1. Desensitization of muscarinic K+ current (IK(ACh)) was studied in cultured atrial myocytes from guinea-pig hearts using whole-cell voltage clamp. 2. Three different types of desensitization could be identified. A fast component which upon rapid superfusion with ACh resulted in a partial relaxation of IK(ACh) within a few seconds to a plateau which was maintained in the presence of ACh. Recovery from this type of desensitization paralleled the decay of IK(ACh) after washout of the agonist. A second type of desensitization was observed within minutes. This was reversed around 10 min after washout of ACh. Both types were heterologous with regard to the A1 receptor and the novel phospholipid (Pl) receptor, both of which activate IK(ACh) via the same signalling pathway. 3. A third type of desensitization (downregulation) occurred upon exposure of the cultures for 24-48 h to the muscarinic agonist carbachol (CCh). The level of downregulation depended on the concentration of CCh (0.1 microM < or = [CCh] < or = 10 microM). No recovery was observed within 5 h after washout of CCh. Thereafter sensitivity to ACh slowly returned (half-time (t1/2), approximately 20 h). 4. Downregulation by CCh (0.1-5 microM) was characterized by an increase in EC50 for ACh with no reduction in maximum IK(ACh). With 5 microM CCh, EC50 was increased from 0.1 to 3.7 microM. At 10 microM CCh EC50 was increased to 15 microM and maximal current that could be evoked by ACh was reduced to 15%. 5. Downregulation by CCh was homologous with regard to A1 and Pl receptors. Maximum IK(ACh), assayed by a saturating concentration of Pl, was not reduced in downregulated cells, suggesting a mechanism localized at the M2 receptor. 6. The changes in the concentration-response curves can be accounted for by assuming an excess of M2 receptors relative to the subsequent component of the signalling pathway. 7. As the intact heart is under tonic vagal control, downregulation is likely to contribute to controlling the sensitivity of the heart to vagal activity in situ.

Activation of muscarinic K+ current in guinea-pig atrial myocytes by sphingosine-1-phosphate.

1. Activation of muscarinic K+ current (IK(ACh)) by sphingosine-1-phosphate (Sph-1-P) was studied in isolated cultured guinea-pig atrial myocytes using whole-cell voltage clamp. 2. Sph-1-P caused activation of IK(ACh) with an EC50 of 1.2 nM. The maximal current that could be activated by Sph-1-P amounted to about 90% of the IK(ACh) caused by a saturating concentration of acetylcholine (ACh, 10 microM).
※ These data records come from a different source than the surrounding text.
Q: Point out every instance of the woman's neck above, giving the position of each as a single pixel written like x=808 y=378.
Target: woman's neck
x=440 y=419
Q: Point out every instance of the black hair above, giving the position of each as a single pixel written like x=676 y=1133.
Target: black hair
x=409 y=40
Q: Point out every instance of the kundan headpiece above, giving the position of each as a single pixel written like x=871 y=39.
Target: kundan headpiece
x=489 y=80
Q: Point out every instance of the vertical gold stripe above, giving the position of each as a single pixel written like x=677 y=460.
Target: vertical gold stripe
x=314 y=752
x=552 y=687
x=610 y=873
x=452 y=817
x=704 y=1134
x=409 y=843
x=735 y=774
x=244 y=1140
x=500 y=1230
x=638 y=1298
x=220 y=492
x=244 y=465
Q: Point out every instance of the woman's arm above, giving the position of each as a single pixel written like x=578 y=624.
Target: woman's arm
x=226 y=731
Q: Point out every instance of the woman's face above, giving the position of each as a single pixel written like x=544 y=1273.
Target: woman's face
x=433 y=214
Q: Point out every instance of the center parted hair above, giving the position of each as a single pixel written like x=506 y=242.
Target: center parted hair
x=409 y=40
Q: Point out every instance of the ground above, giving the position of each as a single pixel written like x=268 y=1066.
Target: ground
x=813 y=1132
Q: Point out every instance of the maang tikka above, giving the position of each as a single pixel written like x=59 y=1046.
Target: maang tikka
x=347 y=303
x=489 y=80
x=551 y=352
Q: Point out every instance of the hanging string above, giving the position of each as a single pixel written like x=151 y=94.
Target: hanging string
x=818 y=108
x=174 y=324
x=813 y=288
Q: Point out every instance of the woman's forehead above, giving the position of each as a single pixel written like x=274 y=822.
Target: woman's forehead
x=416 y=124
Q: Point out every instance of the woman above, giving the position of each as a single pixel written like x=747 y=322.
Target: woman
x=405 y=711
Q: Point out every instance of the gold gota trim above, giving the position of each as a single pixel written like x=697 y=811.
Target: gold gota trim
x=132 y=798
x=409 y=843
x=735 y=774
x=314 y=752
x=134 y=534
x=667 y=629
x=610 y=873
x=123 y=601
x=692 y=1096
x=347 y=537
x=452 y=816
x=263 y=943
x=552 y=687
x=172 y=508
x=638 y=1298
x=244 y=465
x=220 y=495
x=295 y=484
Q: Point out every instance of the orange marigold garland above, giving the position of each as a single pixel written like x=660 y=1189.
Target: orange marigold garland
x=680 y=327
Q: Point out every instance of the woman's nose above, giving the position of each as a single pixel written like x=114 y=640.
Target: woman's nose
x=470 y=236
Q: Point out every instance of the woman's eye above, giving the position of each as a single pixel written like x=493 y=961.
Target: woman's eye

Sphingosine (1 microM), which can mimic the signalling effects of Sph-1-P in other cells, failed to cause measurable activation of IK(ACh). 3. IK(ACh) activation by Sph-1-P was completely suppressed in cells treated with pertussis toxin. 4. Desensitization of muscarinic receptors by pre-incubation of the cells with carbachol did not affect the response to Sph-1-P; likewise, pre-incubation of the cells with Sph-1-P resulted in a reduced sensitivity to the phospholipid but not to ACh. In contrast, pre-incubation with either Sph-1-P or a serum phospholipid previously described as activating atrial IK(ACh) resulted in reduced sensitivity to both phospholipids. 5. It is concluded that activation of IK(ACh) by Sph-1-P in atrial myocytes is induced by binding to a novel G protein-coupled phospholipid receptor.